Sous ATT, le président de l’APCAM délivrait son message en bambara et un résumé de quelques minutes en était fait pour nos amis étrangers. Cela était insupportable à un président qui exhibe fièrement le Larousse et le Robert en conseil des ministres.
D’un digne fils du Ganadougou, on n’attendait pas de Bakary Togola de combattre frontalement IBK, mais d’adopter une attitude de désapprobation pour montrer au nouvel homme fort du Mali son refus de l’humiliation. En lieu et place, l’enfant de Koumantou a choisi de s’asseoir sur son honneur, mieux se mit à faire une cour assidue à IBK pour continuer à siéger parmi les “gens importants”. Les Journées Paysannes sont devenues dès lors une tribune de flagornerie pour attribuer à un président sans bilan mille et une réalisations fantômes. Elles furent aussi l’occasion pour Bakary Togola d’allécher le méprisant président sur sa force à lui dans le monde rural et le bénéfice que cela pourrait apporter à un candidat à sa propre succession.
IBK a fini par comprendre l’enjeu. Toute honte bue, il ravale sa détestation du président de l’APCAM en se souvenant fort opportunément qu’il porte le même prénom que son père ! Comme notre bien-aimé président a la haine aussi coupante qu’il peut avoir la sympathie obséquieuse, Bakary (Togola) homonyme de Boubacar (Keita) est devenu la coqueluche de Sébénicoro à mesure que l’élection présidentielle approchait. Gonflé à bloc par ces égards inattendus, le président de l’APCAM s’est mis à asséner des coups à tous ceux qui ne chantaient pas les louanges de Boua. En plein meeting de campagne au stade du 26 mars, il menace de mort ceux qui étaient tentés de faire obstacle à un second mandat de IBK, drapé dans son manteau de féticheur !
Il récidive une seconde fois devant le premier ministre Soumeylou Boubèye, en invitant le pouvoir à offrir quelques miettes à une opposition affamée afin qu’elle se taise, sur le ton d’une raillerie que son succulent bambara du Ganadougou transformait en injures !
Décidément, le natif de Koumantou avait percé les codes de la vie publique et jouait désormais sur le terrain le plus glissant, celui de la politique politicienne. Le sympathique paysan, qui a abandonné l’école pour se construire à la force de la daba, a fait place à l’affairiste retors.
Bakary Togola a si bien appris de sa nouvelle vie jusqu’à céder à la tentation de la “peopilation” avec une de ses épouses défrayant la chronique sur les réseaux sociaux par des distributions d’argent aux cérémonies et dans la compétition pour se faire mousser par les grandes cantatrices de la place. Il ne manquait plus que les révélations (vraies ou fausses) de la bimbo malienne, Diaba Sora, pour mesurer l’ampleur de l’égarement d’un brave paysan dans l’ivresse de l’ostentation !

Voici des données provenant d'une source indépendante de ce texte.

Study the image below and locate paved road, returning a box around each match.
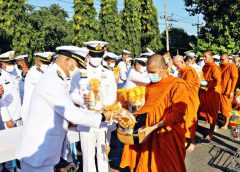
[186,121,239,172]
[110,120,240,172]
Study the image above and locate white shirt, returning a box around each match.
[190,63,202,75]
[0,69,21,122]
[70,64,117,131]
[124,68,150,89]
[16,64,102,167]
[21,66,43,123]
[70,64,117,108]
[117,61,131,84]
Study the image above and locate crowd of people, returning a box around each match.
[0,40,239,172]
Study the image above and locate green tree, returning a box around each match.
[139,0,163,53]
[0,0,34,55]
[184,0,240,54]
[162,27,197,55]
[99,0,123,54]
[122,0,142,57]
[29,4,70,51]
[73,0,100,46]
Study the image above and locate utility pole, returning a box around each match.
[192,16,203,38]
[164,0,169,51]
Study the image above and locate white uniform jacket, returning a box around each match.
[0,69,21,122]
[16,64,102,167]
[21,66,43,123]
[124,68,150,89]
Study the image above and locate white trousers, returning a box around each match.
[80,128,111,172]
[20,161,54,172]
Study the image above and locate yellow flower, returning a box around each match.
[114,66,120,75]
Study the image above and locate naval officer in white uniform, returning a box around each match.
[16,46,115,172]
[21,52,54,124]
[124,58,150,89]
[117,49,132,88]
[15,54,29,104]
[70,41,117,172]
[0,51,22,129]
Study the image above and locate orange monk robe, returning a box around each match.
[236,65,240,89]
[198,62,221,124]
[120,76,189,172]
[180,66,200,138]
[220,63,239,117]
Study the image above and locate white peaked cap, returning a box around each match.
[56,46,89,68]
[83,41,108,49]
[186,52,196,58]
[15,54,28,60]
[56,46,89,58]
[0,51,15,62]
[123,49,131,55]
[135,57,148,63]
[146,48,155,55]
[0,51,15,58]
[34,52,55,58]
[213,55,220,60]
[106,52,118,60]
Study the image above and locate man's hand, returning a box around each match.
[84,94,90,105]
[5,120,14,128]
[0,84,4,97]
[229,92,234,98]
[139,121,164,143]
[102,110,122,121]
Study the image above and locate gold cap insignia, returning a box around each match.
[47,55,52,61]
[9,53,14,60]
[96,43,102,51]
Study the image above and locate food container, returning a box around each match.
[229,114,240,142]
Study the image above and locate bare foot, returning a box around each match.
[187,143,195,152]
[205,134,213,140]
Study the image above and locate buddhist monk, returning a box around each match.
[120,54,189,172]
[219,53,239,129]
[173,55,200,152]
[198,50,221,140]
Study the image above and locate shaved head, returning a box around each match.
[220,53,229,64]
[147,54,167,68]
[203,50,213,64]
[173,55,186,71]
[147,54,169,80]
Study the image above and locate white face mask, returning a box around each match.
[109,63,115,68]
[139,66,146,73]
[69,66,79,78]
[89,58,102,67]
[5,65,15,73]
[40,64,49,72]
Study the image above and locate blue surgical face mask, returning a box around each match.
[148,73,161,83]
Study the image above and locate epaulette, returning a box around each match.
[57,70,64,80]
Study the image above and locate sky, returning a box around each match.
[27,0,204,36]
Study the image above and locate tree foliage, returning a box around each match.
[162,27,197,55]
[0,2,73,63]
[99,0,123,54]
[73,0,100,46]
[121,0,142,57]
[184,0,240,54]
[139,0,163,53]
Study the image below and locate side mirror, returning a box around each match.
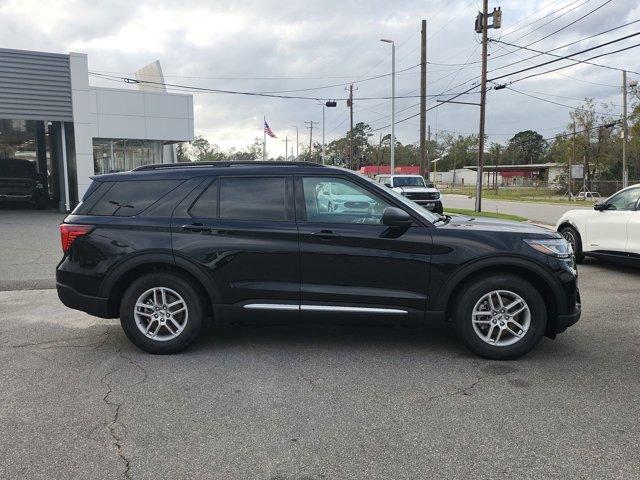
[384,182,391,188]
[382,207,411,228]
[594,201,606,211]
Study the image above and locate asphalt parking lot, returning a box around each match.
[1,258,638,480]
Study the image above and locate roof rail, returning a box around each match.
[133,161,324,172]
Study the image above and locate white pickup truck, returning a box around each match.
[375,174,443,214]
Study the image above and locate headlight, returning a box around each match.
[524,238,573,259]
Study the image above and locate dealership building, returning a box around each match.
[0,48,194,211]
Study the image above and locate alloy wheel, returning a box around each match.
[133,287,189,342]
[561,229,577,252]
[471,290,531,347]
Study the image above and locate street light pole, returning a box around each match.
[322,105,326,165]
[290,126,299,159]
[381,39,395,173]
[622,70,628,188]
[317,100,336,165]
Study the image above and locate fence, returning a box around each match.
[439,180,640,202]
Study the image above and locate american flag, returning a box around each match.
[264,120,277,138]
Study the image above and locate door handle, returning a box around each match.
[181,223,211,233]
[311,230,340,240]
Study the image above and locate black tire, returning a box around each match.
[453,274,547,360]
[559,225,584,263]
[119,272,204,354]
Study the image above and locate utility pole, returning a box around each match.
[570,120,576,194]
[475,0,489,212]
[282,136,289,161]
[420,19,428,179]
[473,3,500,211]
[427,125,431,182]
[347,85,354,169]
[622,70,628,188]
[305,121,317,162]
[381,39,396,173]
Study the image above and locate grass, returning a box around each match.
[441,187,594,205]
[444,207,528,222]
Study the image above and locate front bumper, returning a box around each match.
[556,306,581,333]
[415,199,443,213]
[57,281,111,318]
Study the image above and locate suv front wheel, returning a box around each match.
[453,274,547,360]
[120,272,204,354]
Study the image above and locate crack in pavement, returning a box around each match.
[101,366,133,480]
[3,330,112,350]
[100,348,148,480]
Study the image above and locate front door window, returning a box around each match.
[302,177,391,224]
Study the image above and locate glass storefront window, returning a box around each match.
[93,139,163,174]
[0,118,61,209]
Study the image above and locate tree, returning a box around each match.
[507,130,547,164]
[176,142,190,162]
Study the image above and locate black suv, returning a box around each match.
[57,162,580,359]
[0,158,48,208]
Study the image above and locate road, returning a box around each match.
[1,259,638,480]
[0,208,64,290]
[442,194,593,225]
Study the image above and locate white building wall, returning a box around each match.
[69,54,194,200]
[434,168,478,186]
[89,87,193,142]
[69,52,94,199]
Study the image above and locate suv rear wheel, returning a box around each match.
[120,272,204,354]
[453,274,547,360]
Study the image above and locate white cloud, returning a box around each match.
[0,0,637,157]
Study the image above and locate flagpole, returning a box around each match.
[262,116,266,161]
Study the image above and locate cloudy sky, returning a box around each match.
[2,0,639,157]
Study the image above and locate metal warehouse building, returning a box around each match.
[0,48,194,212]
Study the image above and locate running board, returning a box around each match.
[243,304,407,315]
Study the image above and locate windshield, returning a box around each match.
[393,176,426,187]
[356,171,440,223]
[331,182,361,196]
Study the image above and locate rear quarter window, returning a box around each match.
[88,180,182,216]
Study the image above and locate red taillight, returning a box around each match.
[60,224,93,253]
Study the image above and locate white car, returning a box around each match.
[315,180,377,214]
[556,184,640,263]
[375,174,443,214]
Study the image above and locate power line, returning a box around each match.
[504,86,618,116]
[256,64,420,94]
[88,71,475,102]
[489,18,640,73]
[491,37,640,75]
[489,0,612,63]
[500,0,585,38]
[496,41,640,86]
[491,41,619,88]
[487,31,640,84]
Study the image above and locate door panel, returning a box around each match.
[585,211,631,252]
[585,188,640,253]
[171,176,299,321]
[296,175,431,320]
[626,211,640,254]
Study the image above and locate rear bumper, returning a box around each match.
[56,282,112,318]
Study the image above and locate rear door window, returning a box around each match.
[89,180,182,216]
[189,179,219,218]
[219,177,289,221]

Bakary Togola est pourtant né dans un terroir (le Ganadougou) où on prône le sens de la mesure en toutes circonstances, où on met en garde contre les mirages de la grande ville et les fourberies des citadins, mais rien n’y fit : l’attrait de la lumière a été bien plus fort !
Depuis son incarcération à la Maison d’arrêt de Bamako-Coura, notre bon homme a sans doute retrouvé le bon sens paysan et compris que, nous les Péquenaud, resterons toujours de la chair à canon de ces rusés citadins, qu’ils nous feront voler pour manger à leur tour dans le butin sans se salir les mains et la notoriété.

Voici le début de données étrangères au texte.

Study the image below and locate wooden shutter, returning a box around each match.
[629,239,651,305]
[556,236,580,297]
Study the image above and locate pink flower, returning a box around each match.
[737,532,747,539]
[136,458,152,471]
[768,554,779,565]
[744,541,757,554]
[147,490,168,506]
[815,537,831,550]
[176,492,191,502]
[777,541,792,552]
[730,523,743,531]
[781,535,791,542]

Malheureusement pour Bakary Togola, le chemin de croix ne se limitera pas au seul parcours judiciaire ; le plus dur sera un jour d’affronter le regard des “fa den” au village, avec l’habit symbolique du taulard qui ne le quittera plus jamais ! Soumi a perdu une élection truquée, mais Bakary Togola est le vrai vaincu du scrutin du 29 août 2018. Sacré retour de bâton!